The procedural concept was submitted to the Hessian Data Protection Commissioner. Since then, we have added further security measures, e.g. a so-called AppAmor that only allows processes on our servers that are required for speech recognition. Data protection regulation of the automatic transcription of audio files
I. Initial Situation / Brief Description of the Company
dr. dresing & pehl GmbH, Deutschhausstraße 22A, 35037 Marburg, (hereinafter also referred to as: “we”) has been selling software under the brand name “audiotranscription” since 2005 as well as (as an optional supplement to this) so-called “foot switches” for the manual transcription of interviews. The software for transcription is mainly used in the university context and is a central component of qualitative method training there.
In the following, we therefore describe our contractual and technical measures to make the automatic speech recognition compliant with data protection. This is the basis on which the transcription service will be offered to customers in the future.
II. Clarification of terms
In the following, a distinction is first made between:
“contract data”, i.e. data of the person using the service (hereinafter “you”) (i.e. name, address, etc.) and “order data”, i.e. audio files and the corresponding text files uploaded by the person using the service to order our services as well as the respective transcribed data. These files may contain personal voice data of the user as well as voice data of third parties (the recorded persons).
III. Information of customers according to Art. 13 GDPR
Before or when creating a customer account, you will be informed in detail about data processing in accordance with Art. 13 GDPR
IV. Overview of the workflow
You will upload interviews or other language files to a server of dr. dresing & pehl GmbH via a software client (f4transcript or a web client). There, the language files are automatically converted into a text. The generated text is displayed in the software client and can be further processed there locally. All data uploaded to the server is deleted after transcription and transfer to the software client. The individual steps of this process are explained in more detail below:
1. software installation/registration
The prerequisite for using the service is the installation of the f4transcript software or a corresponding web client. Here you must register personally before using the speech recognition service. A corresponding dialogue will be displayed by the software to be installed locally. Your registration takes place in the following steps:
Step 1: Assigning a user name and password.

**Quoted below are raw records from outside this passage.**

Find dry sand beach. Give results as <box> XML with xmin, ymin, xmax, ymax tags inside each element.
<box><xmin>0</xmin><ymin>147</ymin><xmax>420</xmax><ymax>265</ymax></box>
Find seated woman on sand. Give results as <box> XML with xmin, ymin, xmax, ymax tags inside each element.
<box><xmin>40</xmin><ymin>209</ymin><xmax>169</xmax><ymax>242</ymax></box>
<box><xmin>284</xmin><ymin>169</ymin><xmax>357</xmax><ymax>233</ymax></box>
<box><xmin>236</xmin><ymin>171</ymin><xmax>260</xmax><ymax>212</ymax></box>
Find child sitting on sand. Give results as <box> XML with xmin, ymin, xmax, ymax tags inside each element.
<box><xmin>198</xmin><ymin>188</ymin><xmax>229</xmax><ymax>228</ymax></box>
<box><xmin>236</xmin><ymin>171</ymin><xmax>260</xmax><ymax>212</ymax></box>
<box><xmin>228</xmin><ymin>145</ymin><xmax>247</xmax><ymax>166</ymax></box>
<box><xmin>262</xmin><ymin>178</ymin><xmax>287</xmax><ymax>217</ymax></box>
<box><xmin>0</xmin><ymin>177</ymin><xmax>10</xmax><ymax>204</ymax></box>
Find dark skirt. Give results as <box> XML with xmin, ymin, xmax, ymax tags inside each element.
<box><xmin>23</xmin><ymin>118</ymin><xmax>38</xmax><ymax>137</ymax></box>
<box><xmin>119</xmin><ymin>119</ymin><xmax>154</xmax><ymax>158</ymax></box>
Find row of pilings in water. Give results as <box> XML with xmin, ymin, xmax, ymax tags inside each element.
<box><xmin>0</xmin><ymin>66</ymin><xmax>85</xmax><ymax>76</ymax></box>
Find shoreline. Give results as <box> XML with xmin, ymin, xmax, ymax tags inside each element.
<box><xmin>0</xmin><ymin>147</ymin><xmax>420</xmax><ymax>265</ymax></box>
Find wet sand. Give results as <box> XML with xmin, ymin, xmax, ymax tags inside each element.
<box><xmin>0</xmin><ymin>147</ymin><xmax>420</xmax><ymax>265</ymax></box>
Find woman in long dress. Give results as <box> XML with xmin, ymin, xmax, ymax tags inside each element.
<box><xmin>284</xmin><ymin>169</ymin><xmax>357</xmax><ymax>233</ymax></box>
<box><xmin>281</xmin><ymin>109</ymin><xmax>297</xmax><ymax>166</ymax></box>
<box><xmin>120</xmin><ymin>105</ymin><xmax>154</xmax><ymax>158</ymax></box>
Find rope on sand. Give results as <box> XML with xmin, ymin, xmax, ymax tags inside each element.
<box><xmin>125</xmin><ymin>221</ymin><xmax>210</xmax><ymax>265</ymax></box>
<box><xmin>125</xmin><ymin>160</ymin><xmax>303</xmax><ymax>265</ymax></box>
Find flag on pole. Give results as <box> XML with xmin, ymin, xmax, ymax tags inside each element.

In the first step, you will be asked for your e-mail address, a password of your choice and confirmation that you have read and understood the data protection declaration (which can be viewed via a link). The password to be chosen must meet certain minimum requirements (a combination of upper/lower case, special characters, numbers, at least 10 characters).

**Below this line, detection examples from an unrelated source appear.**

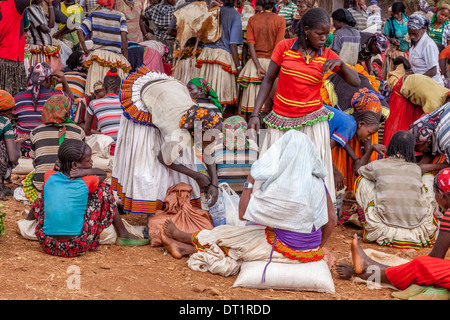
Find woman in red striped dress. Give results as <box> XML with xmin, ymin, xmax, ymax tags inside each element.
<box><xmin>248</xmin><ymin>8</ymin><xmax>360</xmax><ymax>208</ymax></box>
<box><xmin>336</xmin><ymin>169</ymin><xmax>450</xmax><ymax>300</ymax></box>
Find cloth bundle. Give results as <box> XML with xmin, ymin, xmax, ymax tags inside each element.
<box><xmin>148</xmin><ymin>183</ymin><xmax>213</xmax><ymax>246</ymax></box>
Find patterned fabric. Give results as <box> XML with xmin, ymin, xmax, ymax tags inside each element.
<box><xmin>144</xmin><ymin>4</ymin><xmax>176</xmax><ymax>41</ymax></box>
<box><xmin>42</xmin><ymin>95</ymin><xmax>74</xmax><ymax>145</ymax></box>
<box><xmin>13</xmin><ymin>86</ymin><xmax>66</xmax><ymax>154</ymax></box>
<box><xmin>27</xmin><ymin>62</ymin><xmax>52</xmax><ymax>110</ymax></box>
<box><xmin>427</xmin><ymin>12</ymin><xmax>450</xmax><ymax>46</ymax></box>
<box><xmin>30</xmin><ymin>123</ymin><xmax>85</xmax><ymax>192</ymax></box>
<box><xmin>80</xmin><ymin>8</ymin><xmax>128</xmax><ymax>53</ymax></box>
<box><xmin>116</xmin><ymin>0</ymin><xmax>145</xmax><ymax>43</ymax></box>
<box><xmin>407</xmin><ymin>13</ymin><xmax>430</xmax><ymax>30</ymax></box>
<box><xmin>435</xmin><ymin>169</ymin><xmax>450</xmax><ymax>193</ymax></box>
<box><xmin>55</xmin><ymin>71</ymin><xmax>86</xmax><ymax>99</ymax></box>
<box><xmin>0</xmin><ymin>59</ymin><xmax>27</xmax><ymax>96</ymax></box>
<box><xmin>32</xmin><ymin>183</ymin><xmax>117</xmax><ymax>257</ymax></box>
<box><xmin>87</xmin><ymin>94</ymin><xmax>123</xmax><ymax>155</ymax></box>
<box><xmin>0</xmin><ymin>90</ymin><xmax>16</xmax><ymax>111</ymax></box>
<box><xmin>180</xmin><ymin>106</ymin><xmax>222</xmax><ymax>132</ymax></box>
<box><xmin>0</xmin><ymin>138</ymin><xmax>17</xmax><ymax>182</ymax></box>
<box><xmin>408</xmin><ymin>108</ymin><xmax>443</xmax><ymax>146</ymax></box>
<box><xmin>189</xmin><ymin>78</ymin><xmax>222</xmax><ymax>112</ymax></box>
<box><xmin>222</xmin><ymin>116</ymin><xmax>247</xmax><ymax>150</ymax></box>
<box><xmin>348</xmin><ymin>7</ymin><xmax>369</xmax><ymax>31</ymax></box>
<box><xmin>28</xmin><ymin>4</ymin><xmax>52</xmax><ymax>46</ymax></box>
<box><xmin>278</xmin><ymin>1</ymin><xmax>298</xmax><ymax>32</ymax></box>
<box><xmin>58</xmin><ymin>2</ymin><xmax>84</xmax><ymax>46</ymax></box>
<box><xmin>22</xmin><ymin>171</ymin><xmax>41</xmax><ymax>203</ymax></box>
<box><xmin>352</xmin><ymin>88</ymin><xmax>381</xmax><ymax>113</ymax></box>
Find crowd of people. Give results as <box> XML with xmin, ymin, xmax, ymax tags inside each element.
<box><xmin>0</xmin><ymin>0</ymin><xmax>450</xmax><ymax>298</ymax></box>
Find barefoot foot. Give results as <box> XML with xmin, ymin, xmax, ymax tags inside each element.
<box><xmin>336</xmin><ymin>262</ymin><xmax>355</xmax><ymax>280</ymax></box>
<box><xmin>161</xmin><ymin>229</ymin><xmax>182</xmax><ymax>259</ymax></box>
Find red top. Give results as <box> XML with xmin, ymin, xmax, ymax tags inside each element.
<box><xmin>272</xmin><ymin>38</ymin><xmax>340</xmax><ymax>118</ymax></box>
<box><xmin>0</xmin><ymin>0</ymin><xmax>25</xmax><ymax>61</ymax></box>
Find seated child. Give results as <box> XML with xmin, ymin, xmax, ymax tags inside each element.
<box><xmin>27</xmin><ymin>139</ymin><xmax>149</xmax><ymax>257</ymax></box>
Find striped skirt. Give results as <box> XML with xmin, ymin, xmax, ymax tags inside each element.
<box><xmin>237</xmin><ymin>58</ymin><xmax>271</xmax><ymax>113</ymax></box>
<box><xmin>32</xmin><ymin>183</ymin><xmax>117</xmax><ymax>257</ymax></box>
<box><xmin>84</xmin><ymin>49</ymin><xmax>131</xmax><ymax>95</ymax></box>
<box><xmin>111</xmin><ymin>116</ymin><xmax>201</xmax><ymax>214</ymax></box>
<box><xmin>0</xmin><ymin>59</ymin><xmax>27</xmax><ymax>97</ymax></box>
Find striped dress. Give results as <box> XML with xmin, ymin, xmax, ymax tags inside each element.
<box><xmin>80</xmin><ymin>8</ymin><xmax>128</xmax><ymax>53</ymax></box>
<box><xmin>13</xmin><ymin>86</ymin><xmax>66</xmax><ymax>152</ymax></box>
<box><xmin>55</xmin><ymin>71</ymin><xmax>86</xmax><ymax>99</ymax></box>
<box><xmin>87</xmin><ymin>93</ymin><xmax>123</xmax><ymax>155</ymax></box>
<box><xmin>30</xmin><ymin>122</ymin><xmax>85</xmax><ymax>192</ymax></box>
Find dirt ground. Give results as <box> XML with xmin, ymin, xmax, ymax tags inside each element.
<box><xmin>0</xmin><ymin>179</ymin><xmax>442</xmax><ymax>301</ymax></box>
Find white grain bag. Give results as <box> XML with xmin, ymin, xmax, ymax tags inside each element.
<box><xmin>233</xmin><ymin>259</ymin><xmax>336</xmax><ymax>294</ymax></box>
<box><xmin>209</xmin><ymin>188</ymin><xmax>227</xmax><ymax>227</ymax></box>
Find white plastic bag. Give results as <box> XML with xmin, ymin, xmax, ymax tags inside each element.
<box><xmin>209</xmin><ymin>182</ymin><xmax>245</xmax><ymax>227</ymax></box>
<box><xmin>219</xmin><ymin>183</ymin><xmax>245</xmax><ymax>226</ymax></box>
<box><xmin>209</xmin><ymin>188</ymin><xmax>227</xmax><ymax>227</ymax></box>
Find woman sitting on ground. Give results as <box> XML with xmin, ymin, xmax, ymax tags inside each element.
<box><xmin>22</xmin><ymin>94</ymin><xmax>85</xmax><ymax>202</ymax></box>
<box><xmin>336</xmin><ymin>169</ymin><xmax>450</xmax><ymax>300</ymax></box>
<box><xmin>0</xmin><ymin>90</ymin><xmax>28</xmax><ymax>201</ymax></box>
<box><xmin>354</xmin><ymin>131</ymin><xmax>437</xmax><ymax>249</ymax></box>
<box><xmin>161</xmin><ymin>130</ymin><xmax>336</xmax><ymax>275</ymax></box>
<box><xmin>27</xmin><ymin>139</ymin><xmax>149</xmax><ymax>257</ymax></box>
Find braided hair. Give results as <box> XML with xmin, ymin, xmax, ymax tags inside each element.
<box><xmin>58</xmin><ymin>139</ymin><xmax>89</xmax><ymax>173</ymax></box>
<box><xmin>103</xmin><ymin>67</ymin><xmax>122</xmax><ymax>93</ymax></box>
<box><xmin>386</xmin><ymin>131</ymin><xmax>416</xmax><ymax>163</ymax></box>
<box><xmin>256</xmin><ymin>0</ymin><xmax>277</xmax><ymax>10</ymax></box>
<box><xmin>353</xmin><ymin>110</ymin><xmax>380</xmax><ymax>126</ymax></box>
<box><xmin>296</xmin><ymin>8</ymin><xmax>331</xmax><ymax>49</ymax></box>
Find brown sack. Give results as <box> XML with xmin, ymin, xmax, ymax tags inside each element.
<box><xmin>148</xmin><ymin>183</ymin><xmax>213</xmax><ymax>247</ymax></box>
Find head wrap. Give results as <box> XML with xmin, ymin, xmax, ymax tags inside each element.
<box><xmin>351</xmin><ymin>88</ymin><xmax>381</xmax><ymax>113</ymax></box>
<box><xmin>180</xmin><ymin>106</ymin><xmax>222</xmax><ymax>132</ymax></box>
<box><xmin>407</xmin><ymin>13</ymin><xmax>430</xmax><ymax>30</ymax></box>
<box><xmin>331</xmin><ymin>8</ymin><xmax>356</xmax><ymax>27</ymax></box>
<box><xmin>434</xmin><ymin>3</ymin><xmax>450</xmax><ymax>14</ymax></box>
<box><xmin>27</xmin><ymin>62</ymin><xmax>52</xmax><ymax>109</ymax></box>
<box><xmin>222</xmin><ymin>116</ymin><xmax>247</xmax><ymax>150</ymax></box>
<box><xmin>66</xmin><ymin>51</ymin><xmax>86</xmax><ymax>71</ymax></box>
<box><xmin>189</xmin><ymin>78</ymin><xmax>222</xmax><ymax>112</ymax></box>
<box><xmin>435</xmin><ymin>169</ymin><xmax>450</xmax><ymax>193</ymax></box>
<box><xmin>42</xmin><ymin>94</ymin><xmax>74</xmax><ymax>144</ymax></box>
<box><xmin>408</xmin><ymin>111</ymin><xmax>442</xmax><ymax>146</ymax></box>
<box><xmin>372</xmin><ymin>33</ymin><xmax>389</xmax><ymax>54</ymax></box>
<box><xmin>0</xmin><ymin>90</ymin><xmax>16</xmax><ymax>111</ymax></box>
<box><xmin>94</xmin><ymin>80</ymin><xmax>103</xmax><ymax>92</ymax></box>
<box><xmin>97</xmin><ymin>0</ymin><xmax>114</xmax><ymax>10</ymax></box>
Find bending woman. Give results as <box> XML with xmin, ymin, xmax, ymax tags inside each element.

The password can be changed after authentication by e-mail. When the e-mail address is entered in the corresponding field of the client, a code is sent to the e-mail address stored. Only after entering this code can the password be changed.
Step 2: Confirmation of registration
To verify the specified e-mail address, a code is sent to the deposited account. Only when the customer has entered this code via the login dialogue in the client will the account be activated. Unconfirmed data will be deleted after 24 hours.

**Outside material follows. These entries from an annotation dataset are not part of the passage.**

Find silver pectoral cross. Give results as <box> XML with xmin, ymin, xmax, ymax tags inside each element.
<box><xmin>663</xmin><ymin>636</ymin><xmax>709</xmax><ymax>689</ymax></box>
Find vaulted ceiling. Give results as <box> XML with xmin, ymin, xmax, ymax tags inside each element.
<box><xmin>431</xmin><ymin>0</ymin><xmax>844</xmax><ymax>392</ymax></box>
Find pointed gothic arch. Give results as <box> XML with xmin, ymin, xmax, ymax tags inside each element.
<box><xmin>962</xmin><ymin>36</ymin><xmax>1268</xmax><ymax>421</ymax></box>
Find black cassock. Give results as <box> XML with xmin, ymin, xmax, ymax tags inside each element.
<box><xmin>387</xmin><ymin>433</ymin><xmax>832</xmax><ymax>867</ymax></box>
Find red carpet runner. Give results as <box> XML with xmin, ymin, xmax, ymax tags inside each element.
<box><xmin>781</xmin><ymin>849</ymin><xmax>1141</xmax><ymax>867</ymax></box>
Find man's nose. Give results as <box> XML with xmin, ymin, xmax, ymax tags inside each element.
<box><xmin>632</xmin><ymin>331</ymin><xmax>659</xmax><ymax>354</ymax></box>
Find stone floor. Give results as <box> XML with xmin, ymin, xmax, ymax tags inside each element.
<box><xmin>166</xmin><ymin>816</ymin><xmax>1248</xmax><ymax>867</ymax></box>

Step 3: Conclusion of a contract on commissioned processing (ADV)
After confirming the registration, you will receive a dialogue for concluding an ADV. Here, the text of the contract including a list of technical and organisational measures and sub-processors (server hoster) are listed. You have the option of entering the purpose of the processing and the type of personal data to be processed separately. The text of the contract will be sent by e-mail after confirmation by you (conclusion of contract pursuant to Art. 28 (9) DSGVO).
Step 3a (optional): Obligation to maintain confidentiality in accordance with Section 203 of the German Penal Code (StGB).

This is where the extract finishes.